Null Pointer Exception during setText

Tried in two version Java aspose.pdf-21.3 and aspose.pdf-21.7
The problem is the same
java.lang.NullPointerException: null at com.aspose.pdf.internal.ms.System.Text.RegularExpressions.java.lj.lI(Unknown Source) at com.aspose.pdf.internal.l57y.lv.lf(Unknown Source) at com.aspose.pdf.internal.l57y.lv.lI(Unknown Source) at com.aspose.pdf.internal.l57y.lv.lj(Unknown Source) at com.aspose.pdf.internal.l57y.lv.lt(Unknown Source) at com.aspose.pdf.TextFragmentAbsorber.lI(Unknown Source) at com.aspose.pdf.TextFragmentAbsorber.lI(Unknown Source) at com.aspose.pdf.TextFragmentAbsorber$4.lI(Unknown Source) at com.aspose.pdf.TextFragmentAbsorber$4.lI(Unknown Source) at com.aspose.pdf.TextSegment$3$1.lI(Unknown Source) at com.aspose.pdf.TextSegment$3$1.lI(Unknown Source) at com.aspose.pdf.TextSegment.lI(Unknown Source) at com.aspose.pdf.TextSegment.lb(Unknown Source) at com.aspose.pdf.TextFragment.lu(Unknown Source) at com.aspose.pdf.TextFragment.setText(Unknown Source)
The code is:
TextFragmentAbsorber textFragmentAbsorber = new TextFragmentAbsorber(pattern); document.getPages().accept(textFragmentAbsorber); TextFragmentCollection textFragmentCollection = textFragmentAbsorber.getTextFragments(); for (TextFragment textFragment : textFragmentCollection) { try { textFragment.setText(replace); } catch (Exception e) { //TODO: remove this catch once the library is fixed - there is weird NPE Log.a(PdfDocumentReplace.class).error(e); } textFragment.getTextState().setBackgroundColor(Color.getYellow()); }
Input patterns and replacement values:
([\w-+]+(?>.[\w]+)@[\w-]+(.[\w]+)(?>.[a-z]{2,}))
anonymous@great.com
[0-9]{3}[-]?[0-9]{2}[-]?[0-9]{4}
111-99-8765
[+]?\d{0,3}[ ]?\d{10}|[+]?\d{0,3}[ ]?(?:\d{3}-){2}\d{4}|[+]?\d{0,3}[ ]?(\d{3})[ ]?\d{3}-?\d{4}
322-233-3223

As you can see, for the last pattern there are two occurrences.
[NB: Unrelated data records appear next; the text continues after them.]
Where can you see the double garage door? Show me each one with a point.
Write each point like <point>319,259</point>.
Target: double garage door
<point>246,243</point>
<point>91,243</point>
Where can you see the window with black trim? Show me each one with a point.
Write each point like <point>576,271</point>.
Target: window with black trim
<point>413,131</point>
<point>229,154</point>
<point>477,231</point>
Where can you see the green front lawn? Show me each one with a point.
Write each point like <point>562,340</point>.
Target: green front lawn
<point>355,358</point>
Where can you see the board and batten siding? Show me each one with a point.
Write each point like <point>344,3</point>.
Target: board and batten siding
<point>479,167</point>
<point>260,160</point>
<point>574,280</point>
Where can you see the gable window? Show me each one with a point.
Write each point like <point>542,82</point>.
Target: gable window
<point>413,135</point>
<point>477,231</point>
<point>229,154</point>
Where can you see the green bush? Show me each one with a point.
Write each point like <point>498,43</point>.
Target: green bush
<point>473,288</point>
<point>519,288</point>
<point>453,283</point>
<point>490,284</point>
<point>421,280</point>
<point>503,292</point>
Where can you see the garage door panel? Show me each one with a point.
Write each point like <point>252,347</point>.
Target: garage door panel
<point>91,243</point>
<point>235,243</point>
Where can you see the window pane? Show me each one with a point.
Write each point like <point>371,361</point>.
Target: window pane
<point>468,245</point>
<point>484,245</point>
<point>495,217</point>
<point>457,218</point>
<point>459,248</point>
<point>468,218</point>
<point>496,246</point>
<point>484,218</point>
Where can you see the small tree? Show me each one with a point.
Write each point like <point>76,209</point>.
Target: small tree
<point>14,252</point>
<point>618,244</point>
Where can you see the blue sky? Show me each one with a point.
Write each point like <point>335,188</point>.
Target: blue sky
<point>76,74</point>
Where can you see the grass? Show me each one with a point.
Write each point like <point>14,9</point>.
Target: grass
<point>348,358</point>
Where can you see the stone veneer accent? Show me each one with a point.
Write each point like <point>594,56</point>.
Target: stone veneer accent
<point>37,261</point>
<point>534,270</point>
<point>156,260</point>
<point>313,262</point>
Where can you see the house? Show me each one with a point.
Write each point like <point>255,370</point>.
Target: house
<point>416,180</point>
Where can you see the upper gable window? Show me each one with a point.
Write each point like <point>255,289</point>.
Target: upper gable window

The first one is replaced without any problem, but the second one fails to set text, however does not fail to change background color.Input.PNG (18.1 KB)
Output.PNG (13.6 KB)
PdfMaskResult_pure.pdf (451.5 KB)
Sample_pure.pdf (422.2 KB)

The same code works as expected with aspose-pdf-19.11.
How can I know the difference between two versions - 19.11 and 21.7?

@lion.brotzky

Please try the following code with latest version as it is working as expected.

Document document = new Document(dataDir + "Sample_pure.pdf");
String pattern = "[+]?\\d{0,3}[ ]?\\d{10}|[+]?\\d{0,3}[ ]?(?:\\d{3}-){2}\\d{4}|[+]?\\d{0,3}[ ]?(\\d{3})[ ]?\\d{3}-?\\d{4}";
String replace = "322-233-3223";
TextFragmentAbsorber textFragmentAbsorber = new TextFragmentAbsorber(pattern , new TextSearchOptions(true));
document.getPages().accept(textFragmentAbsorber);
TextFragmentCollection textFragmentCollection = textFragmentAbsorber.getTextFragments();
for (TextFragment textFragment : textFragmentCollection)
{ 
    try 
    { 
        textFragment.setText(replace);
    }
 catch (Exception e) { //TODO: remove this catch once the library is fixed - there is weird NPE Log.a(PdfDocumentReplace.class).error(e); 
 } 
    textFragment.getTextState().setBackgroundColor(Color.getYellow()); 
}
document.save(dataDir + "Sample_pure_replace.pdf");

Sample_pure_replace.pdf (449.1 KB)

I cannot use it as a workaround.
This part works
new TextFragmentAbsorber(pattern , new TextSearchOptions(true));
when pattern is a String, but if pattern is a compiled Pattern from regular expression it still fails.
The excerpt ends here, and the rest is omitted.